Blood supply to meet demand (through blood donation registries) is the primary challenge for blood banks internationally and requires significant resources to avoid shortages and ensure safety. An alternative, practical and cost-effective solution to conventional allogeneic donated blood is essential to reduce patient morbidity and mortality, stabilise and guarantee the donor supply, limit multiple donor exposures, reduce risk of infection of known or as yet unidentified pathogens, and ensure a robust and safe turn-around for blood supply management. BioBlood aims to meet this engineering & healthcare challenge by developing a novel in vitro platform for the mass production of red blood cells (RBCs) for clinical use.

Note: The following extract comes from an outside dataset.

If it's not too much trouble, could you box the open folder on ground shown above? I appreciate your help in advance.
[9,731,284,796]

More than $50b (£32b) is spent annually by large pharmaceutical companies to develop and bring new drugs to market, a process which on average takes 13.5 years (in 2007). Most patients diagnosed with leukaemias are unable to tolerate traditional chemotherapy treatments and would particularly benefit from novel agents coming to market – a long, complex and expensive process in its current form. There is therefore a need to optimise current treatment schedules for cancers such as AML to limit toxicities and to improve clinical trial pathways for new drugs to enable personalised healthcare. BioBlood’s integrated (in vitro & in silico) platform would be a powerful tool for clinicians to tailor treatments in a patient-specific and leukaemia-specific chemotherapy schedule by taking into consideration the level of toxicity to the specific individual and treatment efficiency for the specific leukaemia a priori. It would facilitate the systematic design of optimal chemotherapy protocols and enable pharmaceutical companies developing drugs to bring novel therapies to market quicker by expediting clinical trials.